Bocidelpar (ASP0367): Severe Renal Impairment for Kidney Failure

"Eligibility criteria for this trial demands that participants must have renal insufficiency and be between 18-75 years of age. Approximately 36 patients are needed to partake in the study."

"As this is a Phase 1 experiment, the safety profile of ASP0367 has been rated at 1 due to the scarcity of evidence surrounding its efficacy and potential side effects."

"Affirmative. According to the data on clinicaltrials.gov, this trial which was initially posted on December 16th 2021 is currently looking for participants. The study requires 36 individuals from 4 different medical sites."

"The primary goal of this investigation, which is to be conducted over a period not exceeding 5 days, is to assess the Pharmacokinetic (PK) parameters of ASP0367 in plasma by determining its Area Under The Concentration-Time Curve from Time Of Dosing To Last Measurable Concentration (AUClast). Secondary objectives involve recording the Number Of Participants With Adverse Events (AEs), Vital Sign Abnormalities &/or AEs, and Laboratory Value Abnormalities &/or AEs. All adverse events will be coded using MedDRA; an AE encompasses any unfavorable and unintended sign or symptom triggered by study"

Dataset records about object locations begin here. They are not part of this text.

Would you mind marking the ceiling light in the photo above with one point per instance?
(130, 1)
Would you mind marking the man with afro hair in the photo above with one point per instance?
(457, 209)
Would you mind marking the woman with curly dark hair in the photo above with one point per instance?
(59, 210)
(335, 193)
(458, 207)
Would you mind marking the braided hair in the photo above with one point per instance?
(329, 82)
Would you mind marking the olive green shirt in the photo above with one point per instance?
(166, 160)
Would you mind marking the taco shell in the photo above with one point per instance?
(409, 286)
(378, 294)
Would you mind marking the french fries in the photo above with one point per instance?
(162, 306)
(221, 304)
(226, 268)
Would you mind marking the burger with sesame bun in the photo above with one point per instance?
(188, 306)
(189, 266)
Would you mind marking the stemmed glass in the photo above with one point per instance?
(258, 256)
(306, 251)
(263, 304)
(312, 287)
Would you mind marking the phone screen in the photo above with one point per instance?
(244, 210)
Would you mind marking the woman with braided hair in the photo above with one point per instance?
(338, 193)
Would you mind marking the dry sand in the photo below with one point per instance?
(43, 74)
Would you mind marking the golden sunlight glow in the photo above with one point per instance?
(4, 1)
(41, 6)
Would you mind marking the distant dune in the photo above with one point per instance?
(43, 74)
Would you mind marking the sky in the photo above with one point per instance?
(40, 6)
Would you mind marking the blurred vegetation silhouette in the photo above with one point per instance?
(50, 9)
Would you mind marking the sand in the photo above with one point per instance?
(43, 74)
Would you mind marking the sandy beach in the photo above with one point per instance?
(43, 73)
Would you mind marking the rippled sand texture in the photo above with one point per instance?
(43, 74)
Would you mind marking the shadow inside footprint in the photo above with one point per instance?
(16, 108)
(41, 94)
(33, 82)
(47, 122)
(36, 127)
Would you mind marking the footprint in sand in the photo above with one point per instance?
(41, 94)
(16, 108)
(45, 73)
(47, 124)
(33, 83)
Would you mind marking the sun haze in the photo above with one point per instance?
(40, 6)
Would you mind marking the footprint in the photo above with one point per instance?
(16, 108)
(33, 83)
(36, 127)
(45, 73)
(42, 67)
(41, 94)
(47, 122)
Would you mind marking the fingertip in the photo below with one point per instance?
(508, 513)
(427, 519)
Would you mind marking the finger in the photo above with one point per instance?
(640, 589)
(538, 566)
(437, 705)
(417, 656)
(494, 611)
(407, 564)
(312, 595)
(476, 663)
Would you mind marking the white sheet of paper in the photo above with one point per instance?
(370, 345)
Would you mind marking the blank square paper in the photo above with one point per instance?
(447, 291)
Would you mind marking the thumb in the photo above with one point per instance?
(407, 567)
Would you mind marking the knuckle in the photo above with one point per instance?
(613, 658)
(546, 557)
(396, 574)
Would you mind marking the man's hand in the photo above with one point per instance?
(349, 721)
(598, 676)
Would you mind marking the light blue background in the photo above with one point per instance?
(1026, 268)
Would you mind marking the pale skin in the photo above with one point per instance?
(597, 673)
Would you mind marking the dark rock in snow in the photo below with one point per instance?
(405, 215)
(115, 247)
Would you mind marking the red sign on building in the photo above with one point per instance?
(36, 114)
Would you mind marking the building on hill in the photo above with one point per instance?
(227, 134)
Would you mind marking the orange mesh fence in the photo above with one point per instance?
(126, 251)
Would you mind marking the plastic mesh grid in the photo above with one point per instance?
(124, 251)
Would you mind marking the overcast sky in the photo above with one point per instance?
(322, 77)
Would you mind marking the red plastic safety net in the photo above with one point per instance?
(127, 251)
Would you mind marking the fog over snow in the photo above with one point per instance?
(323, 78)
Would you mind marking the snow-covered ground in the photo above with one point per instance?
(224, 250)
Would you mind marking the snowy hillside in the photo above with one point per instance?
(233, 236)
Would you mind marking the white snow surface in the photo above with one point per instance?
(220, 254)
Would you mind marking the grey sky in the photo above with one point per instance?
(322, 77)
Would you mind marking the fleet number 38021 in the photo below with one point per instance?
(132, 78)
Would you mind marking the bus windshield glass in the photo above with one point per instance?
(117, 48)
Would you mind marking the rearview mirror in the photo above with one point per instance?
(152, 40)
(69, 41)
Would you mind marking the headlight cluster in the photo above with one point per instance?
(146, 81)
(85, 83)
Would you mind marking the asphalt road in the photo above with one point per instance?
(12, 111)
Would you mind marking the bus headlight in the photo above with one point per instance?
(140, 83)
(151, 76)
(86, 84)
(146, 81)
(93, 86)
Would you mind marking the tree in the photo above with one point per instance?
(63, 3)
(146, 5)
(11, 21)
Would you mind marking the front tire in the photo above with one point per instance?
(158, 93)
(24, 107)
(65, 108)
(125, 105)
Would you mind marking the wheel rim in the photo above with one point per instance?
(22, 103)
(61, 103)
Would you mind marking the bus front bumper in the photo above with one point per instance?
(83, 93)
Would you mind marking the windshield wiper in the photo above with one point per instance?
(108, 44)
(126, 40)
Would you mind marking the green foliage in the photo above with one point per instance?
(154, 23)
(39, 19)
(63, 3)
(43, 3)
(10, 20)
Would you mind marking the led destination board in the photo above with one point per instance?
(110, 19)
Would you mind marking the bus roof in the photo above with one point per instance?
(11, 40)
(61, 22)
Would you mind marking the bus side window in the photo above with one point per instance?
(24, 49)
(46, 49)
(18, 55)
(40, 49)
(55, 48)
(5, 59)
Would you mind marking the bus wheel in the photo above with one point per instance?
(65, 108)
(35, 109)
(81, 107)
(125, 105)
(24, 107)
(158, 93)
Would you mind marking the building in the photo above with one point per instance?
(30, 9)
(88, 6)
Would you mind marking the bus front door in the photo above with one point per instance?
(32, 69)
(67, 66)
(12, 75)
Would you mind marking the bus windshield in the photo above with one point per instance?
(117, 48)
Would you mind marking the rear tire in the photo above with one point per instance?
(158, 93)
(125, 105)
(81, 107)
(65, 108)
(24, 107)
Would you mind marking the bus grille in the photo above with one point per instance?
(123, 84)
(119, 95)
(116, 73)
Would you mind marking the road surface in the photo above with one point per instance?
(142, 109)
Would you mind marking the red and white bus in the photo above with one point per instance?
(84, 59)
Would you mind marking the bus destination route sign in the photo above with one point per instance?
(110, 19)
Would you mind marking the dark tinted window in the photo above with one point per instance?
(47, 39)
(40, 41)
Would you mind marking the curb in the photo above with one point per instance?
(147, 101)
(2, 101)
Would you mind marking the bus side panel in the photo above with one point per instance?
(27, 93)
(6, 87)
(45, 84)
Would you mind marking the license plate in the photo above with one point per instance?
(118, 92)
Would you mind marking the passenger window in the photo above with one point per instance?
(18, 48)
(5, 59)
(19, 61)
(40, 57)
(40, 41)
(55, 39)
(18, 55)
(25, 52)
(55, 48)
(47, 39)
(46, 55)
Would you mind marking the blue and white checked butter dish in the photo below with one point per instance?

"This clinical trial is run by Pinnacle Research Group in Anniston, Alabama, Advanced Pharma CR LLC. located in Miami, Florida and Inland Empire based in Rialto, California as well as four other sites."

"According to the study's parameters, 36 qualifying patients must be recruited before it can commence. Astellas Pharma Global Development, Inc., will oversee this project from multiple sites such as Pinnacle Research Group in Anniston and Advanced Pharma CR, LLC located in Miami."

"This clinical trial necessitates that participants are aged above 18 and below 75."